Para ser actor hay que ser un niño”. Con esta frase explicaba Paul Newman lo que para él significaba ser actor. La inocencia de la niñez, su calidez, la necesidad de cariño y la inexistencia de corazas hacen de esta afirmación un punto de inflexión en lo que a esta profesión se refiere.

Desde que nacemos, los seres humanos coexistimos en sociedad, rodeados de otras personas que actúan y se comportan según unos parámetros preestablecidos. Dichos parámetros responden a una cultura, una religión y una tradición concretas, vienen marcados desde largo tiempo atrás y, queramos o no, representan en gran medida lo que somos como individuos. La sociedad determina inexorablemente la condición humana y es por ello que para entender nuestro desarrollo personal hemos de comprender el entorno que nos contextualiza.

La construcción de las primeras sociedades ya apuntaba en esta dirección. Desarrollar unas bases de comportamiento y marcar unos límites a las mismas en pos de preservar el orden social y garantizar un futuro necesario. Estos cimientos hablan del bien y del mal, de la tristeza y de la felicidad, de la moral, la ética y la justicia. Hablan de la vida y de lo plausible dentro de la misma. En definitiva, hablan de la construcción de seres humanos semejantes entre sí y limitados por un marco de acción dispuesto para eliminar posibles anomalías en el comportamiento social. Toda esta disposición nos conduce irremediablemente a la masificación.
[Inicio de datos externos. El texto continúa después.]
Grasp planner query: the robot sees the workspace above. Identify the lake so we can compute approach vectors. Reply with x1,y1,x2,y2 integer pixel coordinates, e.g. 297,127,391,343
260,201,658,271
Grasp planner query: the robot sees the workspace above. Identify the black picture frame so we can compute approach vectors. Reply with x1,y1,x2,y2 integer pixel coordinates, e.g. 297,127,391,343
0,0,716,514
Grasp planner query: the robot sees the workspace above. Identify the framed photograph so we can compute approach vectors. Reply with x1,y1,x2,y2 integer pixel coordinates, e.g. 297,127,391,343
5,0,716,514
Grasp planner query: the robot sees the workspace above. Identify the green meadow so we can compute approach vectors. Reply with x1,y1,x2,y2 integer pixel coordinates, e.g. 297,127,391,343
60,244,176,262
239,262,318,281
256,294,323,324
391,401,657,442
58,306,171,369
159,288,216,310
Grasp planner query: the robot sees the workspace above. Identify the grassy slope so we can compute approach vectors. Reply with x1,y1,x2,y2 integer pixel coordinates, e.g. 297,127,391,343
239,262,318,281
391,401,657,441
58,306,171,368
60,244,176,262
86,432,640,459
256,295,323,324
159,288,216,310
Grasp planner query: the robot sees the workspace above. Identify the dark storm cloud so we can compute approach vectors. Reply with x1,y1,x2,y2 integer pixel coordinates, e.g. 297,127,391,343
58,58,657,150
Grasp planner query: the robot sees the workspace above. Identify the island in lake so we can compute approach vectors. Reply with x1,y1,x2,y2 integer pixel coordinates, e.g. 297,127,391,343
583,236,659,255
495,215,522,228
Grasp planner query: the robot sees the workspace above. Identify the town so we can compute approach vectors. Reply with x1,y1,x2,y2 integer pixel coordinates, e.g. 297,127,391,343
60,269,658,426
Hemos de vivir según viven aquellos que nos rodean, hemos de comportarnos, pensar y sentir según la norma.

Sobra decir que cada sociedad presenta unos cimientos propios y construidos según una historia concreta. En Occidente, y aún contando con diferencias importantes, compartimos unas bases muy similares. Entre otras y pudiendo darse en mayor o menor medida se encuentra la necesidad de velar. Ocultar aquello que por naturaleza somos y que, como instinto animal, quiere tener salida propia. Ocultamos sentimientos, expresiones, impresiones, pensamientos, miedos, dolor, tristeza, felicidad con el objetivo de amoldarnos y no desentonar en un entorno ya erigido. No respetamos, más que en una pequeñísima escala de lo que sería la realidad natural, nuestro yo real, nuestra naturaleza humana.
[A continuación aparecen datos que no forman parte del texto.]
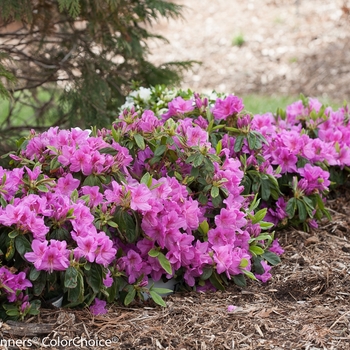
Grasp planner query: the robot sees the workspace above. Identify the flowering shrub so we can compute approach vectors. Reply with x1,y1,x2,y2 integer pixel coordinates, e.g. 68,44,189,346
0,86,350,318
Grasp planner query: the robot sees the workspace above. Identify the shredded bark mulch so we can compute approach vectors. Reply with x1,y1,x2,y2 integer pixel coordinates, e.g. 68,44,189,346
0,190,350,350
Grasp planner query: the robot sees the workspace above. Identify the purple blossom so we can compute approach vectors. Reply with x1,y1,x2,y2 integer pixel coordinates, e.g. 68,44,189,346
90,298,108,316
255,260,272,283
212,95,244,120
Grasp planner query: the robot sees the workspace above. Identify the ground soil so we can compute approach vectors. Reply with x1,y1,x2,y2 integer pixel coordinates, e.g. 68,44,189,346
0,189,350,350
0,0,350,350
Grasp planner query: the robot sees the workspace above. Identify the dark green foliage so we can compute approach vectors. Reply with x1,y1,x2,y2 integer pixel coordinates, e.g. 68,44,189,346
0,0,193,152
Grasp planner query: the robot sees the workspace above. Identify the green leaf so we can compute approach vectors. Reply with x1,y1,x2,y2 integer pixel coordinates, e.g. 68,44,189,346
67,273,84,304
50,157,61,171
83,174,100,187
216,140,222,155
247,133,256,150
239,258,249,269
107,220,119,228
124,288,136,306
134,134,146,150
198,193,208,205
261,179,271,201
199,220,209,235
200,267,213,281
212,195,222,208
157,252,173,275
249,245,265,255
5,238,16,261
64,266,79,288
140,173,152,186
154,145,167,157
210,186,220,198
113,210,139,243
252,208,267,224
150,288,174,294
36,185,49,193
85,264,103,294
8,230,20,239
29,266,41,282
253,256,265,275
33,271,47,296
261,251,281,266
243,270,257,281
107,278,119,303
148,248,160,258
209,271,225,291
233,273,247,287
286,197,297,219
149,290,166,307
6,309,19,317
259,221,274,230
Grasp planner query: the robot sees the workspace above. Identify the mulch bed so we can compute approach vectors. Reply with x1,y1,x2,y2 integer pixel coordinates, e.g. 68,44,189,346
0,190,350,350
Es en este punto donde el enunciado de Paul Newman cobra especial relevancia. ¿Quiénes, ajenos a toda edificación o norma, viven según son?, ¿lloran cuando sienten miedo?, ¿ríen cuando algo les sorprende?, ¿cantan, bailan, corren, imaginan, gritan, dicen, hacen, sienten sin pretexto ni condición y pensando únicamente en el ahora? Los niños. Ellos son libertad, son el reflejo de todo lo que podríamos ser pero no somos, son vida.

Para entender el arte de la interpretación, necesariamente hemos de entender, o al menos intentarlo, al ser humano y su naturaleza primaria. Hemos de encontrar nuestra esencia, aquello sobre lo que hemos echado capas y capas de cemento a lo largo de los años, para poco a poco, con tiento y mimo, familiarizarnos con ella y poder darle salida sin marcos que la condicionen.

La buena noticia es que nuestra naturaleza, a pesar del tiempo que haya estado hibernando, siempre estará ahí. Únicamente hemos de ponernos a ello. La otra buena noticia es que reencontrarnos con nuestro yo real, con nuestros sentimientos, emociones, miedos, tristeza y felicidad, es vivir. Vivir entendiéndonos y respetándonos y eso, gracias amiga mía, es la base de toda existencia humana.